The agents did not seem very interested, but said they would get back to him. Louis went back to his cell at HCCC and resumed
his thinking. He waited for the agents to call. He had nothing to do in prison, so he waited, and waited. They never returned.
“It was amazing. I could have worked for them for the next five years. Nobody would have had any idea, because I wasn’t arrested
on stocks, I was arrested on the checks. They were so goddamn dumb,” said Louis.
*

With his career as an informant going nowhere, Louis started thinking about the next event in his life—his sentencing, which
was coming up in a few weeks. The offer of a three-year sentence was still on the table. A good deal, considering the gravity
of the offenses—passing a bad check, carrying a firearm with a defaced serial number. Louis would have to get used to the
idea of spending at least a year in prison, even with the most possible time off for good behavior. It was the best he could
do.

Like hell it was. Louis wrote a letter to the judge.

It was a dumb move. Defendants rarely can get anywhere by writing letters begging for mercy, pleading to get cut loose. But
that was exactly the letter that Louis wrote. His new lawyer—he had the public defender now that his previous lawyer had quit
over nonpayment—would have advised against it. But he didn’t ask. He just wrote the letter.

When Louis appeared before Judge Kenny for sentencing on July 24, 1998, his letter was in front of her. Fran was in the courtroom
and so was Stefanie. And so was Anthony, seven months old.

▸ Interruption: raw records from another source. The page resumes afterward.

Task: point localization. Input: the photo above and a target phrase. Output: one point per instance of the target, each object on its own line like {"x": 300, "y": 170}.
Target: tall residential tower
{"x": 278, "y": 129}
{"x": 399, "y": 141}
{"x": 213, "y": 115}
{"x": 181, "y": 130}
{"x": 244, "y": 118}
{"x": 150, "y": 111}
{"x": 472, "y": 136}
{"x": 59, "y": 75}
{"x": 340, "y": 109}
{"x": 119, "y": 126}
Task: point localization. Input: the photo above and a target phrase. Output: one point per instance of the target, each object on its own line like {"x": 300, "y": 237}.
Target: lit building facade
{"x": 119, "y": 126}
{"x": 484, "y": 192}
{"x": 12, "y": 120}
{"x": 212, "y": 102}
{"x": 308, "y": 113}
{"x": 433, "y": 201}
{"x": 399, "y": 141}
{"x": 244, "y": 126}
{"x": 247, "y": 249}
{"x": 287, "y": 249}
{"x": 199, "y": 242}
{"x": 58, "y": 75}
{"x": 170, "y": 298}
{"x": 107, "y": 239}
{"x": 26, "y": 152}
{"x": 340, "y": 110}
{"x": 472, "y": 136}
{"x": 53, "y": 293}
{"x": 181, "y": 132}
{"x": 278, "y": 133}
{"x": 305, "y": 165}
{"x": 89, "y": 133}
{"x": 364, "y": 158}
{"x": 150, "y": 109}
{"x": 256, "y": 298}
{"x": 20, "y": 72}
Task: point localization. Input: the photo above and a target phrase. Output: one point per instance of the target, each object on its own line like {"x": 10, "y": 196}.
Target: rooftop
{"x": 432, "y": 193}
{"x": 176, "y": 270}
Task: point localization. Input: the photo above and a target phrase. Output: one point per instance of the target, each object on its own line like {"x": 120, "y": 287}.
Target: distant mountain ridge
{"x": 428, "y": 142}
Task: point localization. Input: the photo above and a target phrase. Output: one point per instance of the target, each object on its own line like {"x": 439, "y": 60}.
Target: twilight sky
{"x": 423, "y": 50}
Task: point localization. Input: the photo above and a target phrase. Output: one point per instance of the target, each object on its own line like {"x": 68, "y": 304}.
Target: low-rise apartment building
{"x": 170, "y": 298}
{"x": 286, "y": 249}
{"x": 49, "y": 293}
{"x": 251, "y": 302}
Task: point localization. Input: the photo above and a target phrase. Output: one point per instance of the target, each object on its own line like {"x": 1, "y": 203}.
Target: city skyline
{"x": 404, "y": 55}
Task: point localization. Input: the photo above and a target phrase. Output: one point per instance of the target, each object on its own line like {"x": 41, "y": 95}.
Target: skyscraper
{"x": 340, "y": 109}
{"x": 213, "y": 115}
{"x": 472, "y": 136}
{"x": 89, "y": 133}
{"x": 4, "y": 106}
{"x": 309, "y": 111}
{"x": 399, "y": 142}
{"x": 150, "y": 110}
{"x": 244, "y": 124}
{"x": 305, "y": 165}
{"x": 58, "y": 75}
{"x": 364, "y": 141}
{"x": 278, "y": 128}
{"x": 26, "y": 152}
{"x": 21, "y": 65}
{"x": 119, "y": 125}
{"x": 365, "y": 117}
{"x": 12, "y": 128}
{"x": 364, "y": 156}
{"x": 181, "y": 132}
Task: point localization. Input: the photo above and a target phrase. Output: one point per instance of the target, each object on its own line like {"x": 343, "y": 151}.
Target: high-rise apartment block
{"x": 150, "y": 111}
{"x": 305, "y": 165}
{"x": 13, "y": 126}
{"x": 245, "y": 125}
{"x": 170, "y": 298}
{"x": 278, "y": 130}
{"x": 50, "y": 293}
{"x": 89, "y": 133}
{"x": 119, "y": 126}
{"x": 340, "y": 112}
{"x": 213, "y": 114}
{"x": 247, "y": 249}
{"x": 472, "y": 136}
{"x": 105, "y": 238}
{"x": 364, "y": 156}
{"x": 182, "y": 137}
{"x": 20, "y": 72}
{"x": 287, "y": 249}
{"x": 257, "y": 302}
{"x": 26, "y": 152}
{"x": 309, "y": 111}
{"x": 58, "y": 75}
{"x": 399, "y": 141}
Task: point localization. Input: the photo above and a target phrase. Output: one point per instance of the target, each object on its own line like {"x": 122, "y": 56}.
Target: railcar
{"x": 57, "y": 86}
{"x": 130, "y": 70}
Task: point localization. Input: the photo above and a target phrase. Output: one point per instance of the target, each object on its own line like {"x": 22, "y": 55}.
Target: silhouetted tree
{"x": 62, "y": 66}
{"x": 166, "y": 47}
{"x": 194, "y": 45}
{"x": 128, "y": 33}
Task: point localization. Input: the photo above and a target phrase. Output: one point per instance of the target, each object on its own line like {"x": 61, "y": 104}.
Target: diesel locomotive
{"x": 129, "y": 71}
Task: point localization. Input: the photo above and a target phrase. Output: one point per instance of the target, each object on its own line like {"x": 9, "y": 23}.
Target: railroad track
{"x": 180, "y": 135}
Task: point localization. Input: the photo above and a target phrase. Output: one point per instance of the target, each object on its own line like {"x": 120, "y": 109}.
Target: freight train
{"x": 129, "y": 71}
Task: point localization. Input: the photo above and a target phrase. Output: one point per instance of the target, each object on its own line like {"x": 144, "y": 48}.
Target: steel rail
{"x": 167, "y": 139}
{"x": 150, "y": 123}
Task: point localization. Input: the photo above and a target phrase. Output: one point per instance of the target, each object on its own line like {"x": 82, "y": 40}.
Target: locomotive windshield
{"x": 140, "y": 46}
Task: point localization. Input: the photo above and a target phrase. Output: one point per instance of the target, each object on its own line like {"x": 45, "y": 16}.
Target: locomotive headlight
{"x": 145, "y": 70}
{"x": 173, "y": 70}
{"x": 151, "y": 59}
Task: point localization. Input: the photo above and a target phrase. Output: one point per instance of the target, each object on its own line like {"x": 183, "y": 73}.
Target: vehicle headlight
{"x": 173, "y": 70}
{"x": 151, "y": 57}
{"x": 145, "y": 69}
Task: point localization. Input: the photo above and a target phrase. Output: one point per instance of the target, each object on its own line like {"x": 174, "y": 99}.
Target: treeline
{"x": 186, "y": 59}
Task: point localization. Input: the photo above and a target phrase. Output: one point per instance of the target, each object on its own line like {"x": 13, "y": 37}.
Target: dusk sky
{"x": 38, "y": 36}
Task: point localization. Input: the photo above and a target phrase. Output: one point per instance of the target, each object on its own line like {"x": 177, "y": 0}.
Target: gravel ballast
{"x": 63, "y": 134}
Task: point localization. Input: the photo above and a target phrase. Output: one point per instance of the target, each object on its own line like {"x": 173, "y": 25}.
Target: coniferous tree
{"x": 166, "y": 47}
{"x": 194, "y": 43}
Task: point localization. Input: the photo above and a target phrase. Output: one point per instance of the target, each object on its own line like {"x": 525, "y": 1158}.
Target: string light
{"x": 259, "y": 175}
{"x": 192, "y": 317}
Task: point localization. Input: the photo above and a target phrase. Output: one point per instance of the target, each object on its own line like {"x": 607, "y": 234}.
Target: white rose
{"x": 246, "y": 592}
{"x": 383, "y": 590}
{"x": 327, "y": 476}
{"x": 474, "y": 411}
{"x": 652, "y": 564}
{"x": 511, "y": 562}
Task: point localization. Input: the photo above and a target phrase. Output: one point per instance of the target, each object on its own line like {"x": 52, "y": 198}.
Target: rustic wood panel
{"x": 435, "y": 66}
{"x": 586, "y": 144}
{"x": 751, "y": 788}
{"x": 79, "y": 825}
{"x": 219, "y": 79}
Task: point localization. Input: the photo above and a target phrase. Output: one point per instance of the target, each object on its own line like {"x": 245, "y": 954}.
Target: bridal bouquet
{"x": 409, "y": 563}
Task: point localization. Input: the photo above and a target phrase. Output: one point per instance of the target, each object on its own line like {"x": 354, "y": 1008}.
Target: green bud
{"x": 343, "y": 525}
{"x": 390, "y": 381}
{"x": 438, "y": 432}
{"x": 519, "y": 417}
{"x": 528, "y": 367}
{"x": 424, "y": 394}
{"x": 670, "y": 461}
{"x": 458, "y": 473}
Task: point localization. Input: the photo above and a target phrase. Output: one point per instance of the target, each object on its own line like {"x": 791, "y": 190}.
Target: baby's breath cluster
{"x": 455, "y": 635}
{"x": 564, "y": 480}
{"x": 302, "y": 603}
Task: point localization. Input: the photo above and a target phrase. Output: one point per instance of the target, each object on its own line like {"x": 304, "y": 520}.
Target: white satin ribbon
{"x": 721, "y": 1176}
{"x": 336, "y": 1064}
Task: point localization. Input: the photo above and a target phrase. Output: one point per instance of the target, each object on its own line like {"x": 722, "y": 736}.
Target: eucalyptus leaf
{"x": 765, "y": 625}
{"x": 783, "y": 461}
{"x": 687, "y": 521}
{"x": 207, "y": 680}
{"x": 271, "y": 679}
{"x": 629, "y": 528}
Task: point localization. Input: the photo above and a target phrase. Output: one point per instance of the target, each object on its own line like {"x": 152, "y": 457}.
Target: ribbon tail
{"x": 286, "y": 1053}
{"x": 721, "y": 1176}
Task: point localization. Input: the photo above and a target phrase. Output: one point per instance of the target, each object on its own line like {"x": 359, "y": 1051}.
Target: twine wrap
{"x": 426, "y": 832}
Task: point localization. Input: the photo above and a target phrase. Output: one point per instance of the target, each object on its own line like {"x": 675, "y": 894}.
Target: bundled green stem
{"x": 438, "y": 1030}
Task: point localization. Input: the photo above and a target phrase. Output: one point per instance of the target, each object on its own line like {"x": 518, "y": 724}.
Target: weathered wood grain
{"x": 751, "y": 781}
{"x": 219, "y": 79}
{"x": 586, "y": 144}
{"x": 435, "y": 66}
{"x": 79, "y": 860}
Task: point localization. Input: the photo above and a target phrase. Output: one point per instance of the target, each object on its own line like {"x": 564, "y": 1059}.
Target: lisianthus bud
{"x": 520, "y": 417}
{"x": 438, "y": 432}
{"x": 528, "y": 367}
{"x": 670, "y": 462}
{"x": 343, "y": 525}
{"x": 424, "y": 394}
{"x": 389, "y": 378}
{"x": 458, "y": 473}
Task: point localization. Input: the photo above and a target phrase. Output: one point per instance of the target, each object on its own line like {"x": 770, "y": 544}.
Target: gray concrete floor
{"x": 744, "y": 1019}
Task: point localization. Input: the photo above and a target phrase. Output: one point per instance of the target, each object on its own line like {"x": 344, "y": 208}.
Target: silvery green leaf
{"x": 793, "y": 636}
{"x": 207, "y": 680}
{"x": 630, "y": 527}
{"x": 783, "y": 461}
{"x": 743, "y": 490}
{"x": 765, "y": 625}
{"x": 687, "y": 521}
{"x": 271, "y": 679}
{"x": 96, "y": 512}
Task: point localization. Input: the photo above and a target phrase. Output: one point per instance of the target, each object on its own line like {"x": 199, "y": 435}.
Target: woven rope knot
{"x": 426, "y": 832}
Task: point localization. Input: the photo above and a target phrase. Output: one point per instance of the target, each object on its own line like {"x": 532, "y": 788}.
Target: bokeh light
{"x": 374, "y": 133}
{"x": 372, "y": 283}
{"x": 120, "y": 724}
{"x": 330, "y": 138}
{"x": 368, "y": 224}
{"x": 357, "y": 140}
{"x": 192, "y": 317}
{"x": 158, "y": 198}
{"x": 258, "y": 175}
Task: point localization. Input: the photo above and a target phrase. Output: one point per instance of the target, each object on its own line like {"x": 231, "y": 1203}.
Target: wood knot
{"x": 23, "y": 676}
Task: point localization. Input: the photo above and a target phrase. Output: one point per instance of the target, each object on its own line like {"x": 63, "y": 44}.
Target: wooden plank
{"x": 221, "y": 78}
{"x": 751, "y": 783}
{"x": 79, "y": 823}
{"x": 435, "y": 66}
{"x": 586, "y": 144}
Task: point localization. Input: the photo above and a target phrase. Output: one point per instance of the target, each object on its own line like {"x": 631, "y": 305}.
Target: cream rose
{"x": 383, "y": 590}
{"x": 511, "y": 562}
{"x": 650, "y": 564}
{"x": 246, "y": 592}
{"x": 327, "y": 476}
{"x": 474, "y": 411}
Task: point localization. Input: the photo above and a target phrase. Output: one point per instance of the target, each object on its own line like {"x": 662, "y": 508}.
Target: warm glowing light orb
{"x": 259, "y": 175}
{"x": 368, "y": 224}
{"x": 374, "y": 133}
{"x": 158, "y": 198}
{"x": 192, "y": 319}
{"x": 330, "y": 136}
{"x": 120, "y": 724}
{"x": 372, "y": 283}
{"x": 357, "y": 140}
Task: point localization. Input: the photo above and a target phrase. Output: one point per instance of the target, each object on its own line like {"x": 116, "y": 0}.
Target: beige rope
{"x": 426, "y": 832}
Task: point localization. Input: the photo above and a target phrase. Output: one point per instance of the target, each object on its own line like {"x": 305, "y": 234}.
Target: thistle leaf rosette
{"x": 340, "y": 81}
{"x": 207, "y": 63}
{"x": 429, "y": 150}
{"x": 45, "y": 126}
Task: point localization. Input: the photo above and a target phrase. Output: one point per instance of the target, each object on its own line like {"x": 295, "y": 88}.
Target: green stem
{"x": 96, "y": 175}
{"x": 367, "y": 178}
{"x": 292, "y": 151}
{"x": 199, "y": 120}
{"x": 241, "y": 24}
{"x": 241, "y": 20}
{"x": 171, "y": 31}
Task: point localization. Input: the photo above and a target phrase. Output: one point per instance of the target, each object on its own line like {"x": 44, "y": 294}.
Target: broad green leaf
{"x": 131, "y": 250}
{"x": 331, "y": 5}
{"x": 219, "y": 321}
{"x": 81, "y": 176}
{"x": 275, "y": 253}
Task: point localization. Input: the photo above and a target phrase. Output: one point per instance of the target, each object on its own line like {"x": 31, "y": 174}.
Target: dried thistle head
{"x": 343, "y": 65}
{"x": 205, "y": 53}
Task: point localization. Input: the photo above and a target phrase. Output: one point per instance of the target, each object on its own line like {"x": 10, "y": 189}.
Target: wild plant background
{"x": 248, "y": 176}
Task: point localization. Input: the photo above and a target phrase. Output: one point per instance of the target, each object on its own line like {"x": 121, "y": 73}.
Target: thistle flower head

“It was a sincere letter. I told her I got involved with the wrong people, that I was sorry, that I wouldn’t do it again.
She took it to heart. The judge, Judge Kenny, was very sympathetic. The prosecutor could hardly believe it. The judge said,
‘I don’t believe he deserves state prison. He wrote me a beautiful letter, and I trust that he’s sincere.’ That’s what the
judge said, ‘I trust that he’s sincere.’ In the courtroom. My mother and Stefanie were in the courtroom, and they couldn’t
believe what they saw.

“The judge said, ‘Do you have anything to say before I pronounce sentence?’ And I got choked up and I cried a little bit,
because my son was in the courtroom. I was really upset. I wasn’t going to see him. I hadn’t seen him for two months now.
I wasn’t going to see him for his first birthday. I got choked up, and she actually told me, ‘Please.’ Like she got choked
up, this woman. My mother said, ‘I can’t believe you had that effect on this lady.’ She let me go. She let me out of jail.
She did not want to send me to state prison.

“But I meant what I said. When I went home I wanted to do the right thing.”